- Location: Mexico City, Mexico

Highlights
- Most gold medals: United States (117)
- Most total medals: United States (247) ^{a}

= 1975 Pan American Games medal table =

The 1975 Pan American Games, officially known as the VII Pan American Games, were a continental multi-sport event held in Mexico City, Mexico, from October 12 to October 26, 1975. At the Games, 3,146 athletes selected from 33 National Olympic Committees (NOCs) participated in events in 19 sports. Twenty-three nations earned medals during the competition, and nine won at least one gold medal.

== Medal table ==

The ranking in this table is based on medal counts published by several media organizations. By default, the table is ordered by the number of gold medals won by the athletes representing a nation. (In this context, a nation is an entity represented by a NOC). The number of silver medals is taken into consideration next and then the number of bronze medals. If nations are still tied, equal ranking is given and they are listed alphabetically by IOC country code.

| ^{1} | Host nation |

To sort this table by nation, total medal count, or any other column, click on the icon next to the column title.

| Rank | Nation | Gold | Silver | Bronze | Total |
|---|---|---|---|---|---|
| 1 | United States ^{a} | 117 | 82 | 48/47 | 247/246 |
| 2 | Cuba ^{b} | 56/57 | 45 | 33/32 | 134 |
| 3 | Canada ^{c} | 19/18 | 35 | 40/38 | 94/91 |
| 4 | Mexico ^{1} | 9 | 13 | 38 | 60 |
| 5 | Brazil | 8 | 13 | 23 | 44 |
| 6 | Argentina | 3 | 5 | 7 | 15 |
| 7 | Colombia | 2 | 4 | 4 | 10 |
| 8 | Ecuador | 1 | 1 | 1 | 3 |
| 9 | Guyana | 1 | 1 | 0 | 2 |
| 9 | Peru | 1 | 1 | 0 | 2 |
| 11 | Puerto Rico | 0 | 3 | 7 | 10 |
| 12 | Panama | 0 | 2 | 2 | 4 |
| 13 | Venezuela | 0 | 1 | 11 | 12 |
| 14 | Dominican Republic | 0 | 1 | 7 | 8 |
| 15 | Jamaica | 0 | 1 | 3 | 4 |
| 16 | Netherlands Antilles | 0 | 1 | 0 | 1 |
| 16 | Trinidad and Tobago | 0 | 1 | 0 | 1 |
| 18 | Chile | 0 | 0 | 2 | 2 |
| 18 | Uruguay | 0 | 0 | 2 | 2 |
| 20 | Barbados | 0 | 0 | 1 | 1 |
| 20 | El Salvador | 0 | 0 | 1 | 1 |
| 20 | Guatemala | 0 | 0 | 1 | 1 |
| 20 | Nicaragua | 0 | 0 | 1 | 1 |
| Total |  | 217 | 210 | 232/228 | 659/655 |

== Notes ==

- Some sources appoint that the United States achieved 47 bronze medals, while others count 48. This would result in a total of 246 medals earned by American athletes during the Games.
- Some reports say that Cuba earned 57 gold medals and 32 bronze medals, instead of 56 and 33, respectively.
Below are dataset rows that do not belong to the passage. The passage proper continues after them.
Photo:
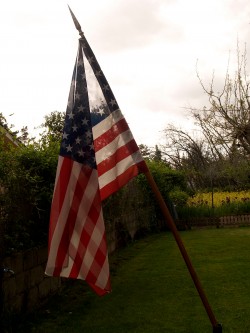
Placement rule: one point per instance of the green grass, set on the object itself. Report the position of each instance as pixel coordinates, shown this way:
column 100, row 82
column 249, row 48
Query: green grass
column 153, row 291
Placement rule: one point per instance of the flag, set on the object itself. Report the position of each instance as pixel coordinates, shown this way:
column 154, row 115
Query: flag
column 98, row 155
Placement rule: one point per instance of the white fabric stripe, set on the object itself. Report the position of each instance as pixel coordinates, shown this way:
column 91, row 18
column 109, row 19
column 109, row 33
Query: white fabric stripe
column 87, row 260
column 107, row 123
column 82, row 216
column 93, row 246
column 60, row 225
column 103, row 277
column 58, row 170
column 84, row 207
column 112, row 147
column 119, row 168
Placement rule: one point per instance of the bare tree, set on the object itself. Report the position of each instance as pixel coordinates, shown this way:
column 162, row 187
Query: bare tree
column 226, row 123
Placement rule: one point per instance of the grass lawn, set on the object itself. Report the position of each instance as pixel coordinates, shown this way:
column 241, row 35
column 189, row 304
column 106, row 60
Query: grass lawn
column 153, row 291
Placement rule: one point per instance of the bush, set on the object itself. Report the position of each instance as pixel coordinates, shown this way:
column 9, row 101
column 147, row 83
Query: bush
column 27, row 175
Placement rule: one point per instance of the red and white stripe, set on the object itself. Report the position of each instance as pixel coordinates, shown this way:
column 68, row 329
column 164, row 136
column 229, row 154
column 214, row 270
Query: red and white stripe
column 117, row 155
column 77, row 244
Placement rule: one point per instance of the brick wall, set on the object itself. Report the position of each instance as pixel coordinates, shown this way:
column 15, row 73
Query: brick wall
column 28, row 287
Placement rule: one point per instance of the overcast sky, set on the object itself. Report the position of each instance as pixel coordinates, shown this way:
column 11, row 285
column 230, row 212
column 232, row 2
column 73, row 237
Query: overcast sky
column 148, row 50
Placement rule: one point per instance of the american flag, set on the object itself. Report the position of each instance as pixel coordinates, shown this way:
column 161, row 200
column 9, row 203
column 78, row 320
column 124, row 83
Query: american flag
column 98, row 155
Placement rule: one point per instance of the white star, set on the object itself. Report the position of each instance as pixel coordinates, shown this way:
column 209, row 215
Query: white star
column 80, row 62
column 69, row 148
column 73, row 83
column 71, row 115
column 88, row 134
column 90, row 60
column 85, row 121
column 112, row 102
column 99, row 73
column 75, row 128
column 80, row 153
column 101, row 112
column 65, row 135
column 81, row 108
column 77, row 95
column 78, row 140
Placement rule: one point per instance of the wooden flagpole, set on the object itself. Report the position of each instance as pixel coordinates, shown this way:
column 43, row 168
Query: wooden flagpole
column 217, row 328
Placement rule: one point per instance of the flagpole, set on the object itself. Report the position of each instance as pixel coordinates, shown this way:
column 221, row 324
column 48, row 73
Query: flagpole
column 217, row 328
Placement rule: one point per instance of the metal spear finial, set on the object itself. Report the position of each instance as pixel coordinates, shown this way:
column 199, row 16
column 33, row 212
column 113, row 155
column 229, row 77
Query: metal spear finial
column 77, row 25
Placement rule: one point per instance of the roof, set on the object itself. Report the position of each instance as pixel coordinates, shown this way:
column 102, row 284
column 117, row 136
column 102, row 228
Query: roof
column 8, row 137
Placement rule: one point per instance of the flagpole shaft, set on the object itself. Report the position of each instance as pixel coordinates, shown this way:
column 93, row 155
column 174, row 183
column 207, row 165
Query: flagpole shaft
column 182, row 249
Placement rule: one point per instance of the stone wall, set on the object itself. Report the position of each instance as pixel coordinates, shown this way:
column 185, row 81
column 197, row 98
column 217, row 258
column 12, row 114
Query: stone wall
column 28, row 287
column 218, row 222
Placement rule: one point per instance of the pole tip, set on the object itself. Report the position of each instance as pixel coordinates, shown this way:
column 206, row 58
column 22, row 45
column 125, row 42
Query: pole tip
column 217, row 328
column 77, row 25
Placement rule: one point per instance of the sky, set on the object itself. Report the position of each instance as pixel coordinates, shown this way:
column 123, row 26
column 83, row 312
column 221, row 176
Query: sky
column 149, row 50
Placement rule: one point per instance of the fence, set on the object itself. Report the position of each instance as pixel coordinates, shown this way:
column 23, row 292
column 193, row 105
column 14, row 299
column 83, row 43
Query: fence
column 27, row 287
column 218, row 222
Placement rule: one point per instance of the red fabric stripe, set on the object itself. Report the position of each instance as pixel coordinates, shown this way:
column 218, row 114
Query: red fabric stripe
column 107, row 137
column 86, row 235
column 59, row 194
column 71, row 219
column 121, row 153
column 122, row 179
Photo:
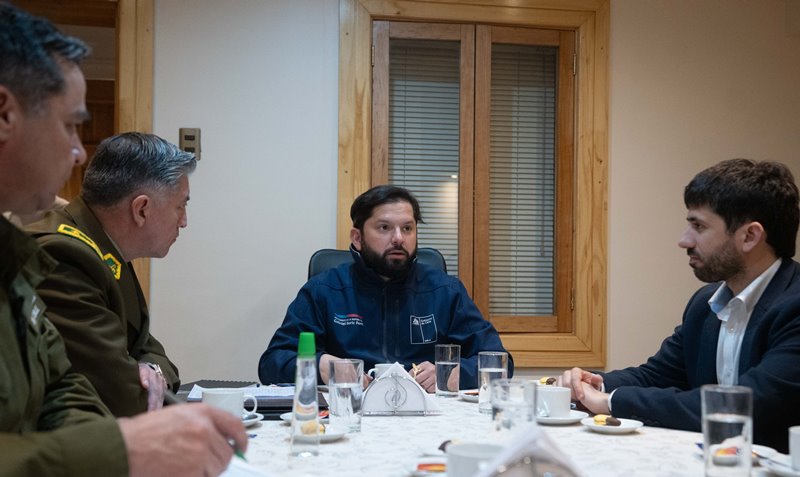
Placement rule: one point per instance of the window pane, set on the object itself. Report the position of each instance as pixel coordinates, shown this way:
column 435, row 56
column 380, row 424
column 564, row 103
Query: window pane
column 424, row 135
column 522, row 180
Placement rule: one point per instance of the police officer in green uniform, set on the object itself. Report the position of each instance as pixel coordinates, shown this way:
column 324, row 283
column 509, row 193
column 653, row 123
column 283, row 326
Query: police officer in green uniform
column 51, row 419
column 132, row 205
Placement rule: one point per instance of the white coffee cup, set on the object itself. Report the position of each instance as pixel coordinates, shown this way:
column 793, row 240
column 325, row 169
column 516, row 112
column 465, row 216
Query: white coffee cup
column 230, row 399
column 552, row 401
column 465, row 459
column 378, row 370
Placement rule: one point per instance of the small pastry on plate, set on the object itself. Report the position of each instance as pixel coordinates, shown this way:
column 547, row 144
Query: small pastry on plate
column 606, row 420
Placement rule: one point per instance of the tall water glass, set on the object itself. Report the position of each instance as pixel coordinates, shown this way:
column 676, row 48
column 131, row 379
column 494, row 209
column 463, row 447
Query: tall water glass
column 727, row 429
column 513, row 404
column 346, row 394
column 491, row 365
column 448, row 370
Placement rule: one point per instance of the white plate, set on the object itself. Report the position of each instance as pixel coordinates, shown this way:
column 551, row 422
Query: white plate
column 331, row 434
column 427, row 473
column 468, row 397
column 574, row 416
column 762, row 452
column 286, row 417
column 779, row 468
column 626, row 426
column 251, row 419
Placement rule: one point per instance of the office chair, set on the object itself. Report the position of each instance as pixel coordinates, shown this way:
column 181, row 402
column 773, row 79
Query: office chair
column 327, row 258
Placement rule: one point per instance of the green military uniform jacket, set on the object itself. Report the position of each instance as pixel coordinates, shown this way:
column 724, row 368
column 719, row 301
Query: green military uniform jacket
column 95, row 301
column 38, row 390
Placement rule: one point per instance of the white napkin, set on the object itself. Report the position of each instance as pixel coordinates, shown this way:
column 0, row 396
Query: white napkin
column 531, row 442
column 414, row 398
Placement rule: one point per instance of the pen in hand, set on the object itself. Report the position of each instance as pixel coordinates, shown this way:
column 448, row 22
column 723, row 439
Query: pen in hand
column 171, row 398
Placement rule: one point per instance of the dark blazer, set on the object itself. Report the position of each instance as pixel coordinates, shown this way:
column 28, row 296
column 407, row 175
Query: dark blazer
column 665, row 391
column 103, row 319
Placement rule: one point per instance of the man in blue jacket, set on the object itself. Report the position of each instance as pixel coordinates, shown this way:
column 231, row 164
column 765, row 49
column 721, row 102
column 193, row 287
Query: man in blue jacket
column 743, row 328
column 385, row 307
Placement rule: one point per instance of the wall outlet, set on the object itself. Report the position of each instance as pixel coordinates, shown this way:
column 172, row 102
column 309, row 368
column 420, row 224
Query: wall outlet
column 190, row 140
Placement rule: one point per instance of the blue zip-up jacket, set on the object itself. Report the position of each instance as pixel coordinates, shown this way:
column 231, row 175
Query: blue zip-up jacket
column 354, row 313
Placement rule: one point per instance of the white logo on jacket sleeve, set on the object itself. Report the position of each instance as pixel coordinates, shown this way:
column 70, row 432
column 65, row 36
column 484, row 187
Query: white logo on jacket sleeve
column 423, row 329
column 349, row 319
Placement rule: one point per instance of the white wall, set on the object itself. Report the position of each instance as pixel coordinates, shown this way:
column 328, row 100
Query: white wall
column 692, row 83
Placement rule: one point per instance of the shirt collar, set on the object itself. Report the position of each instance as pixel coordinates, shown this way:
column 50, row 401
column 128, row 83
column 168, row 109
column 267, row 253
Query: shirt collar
column 749, row 296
This would result in the same total medal count for Cuban athletes during the Games.
- Some sources appoint that Canada actually achieved 18 gold medals and 38 bronze medals, despite reports counting 19 and 40, respectively. This would result in a total of 91 medals earned by Canadian athletes during the Games.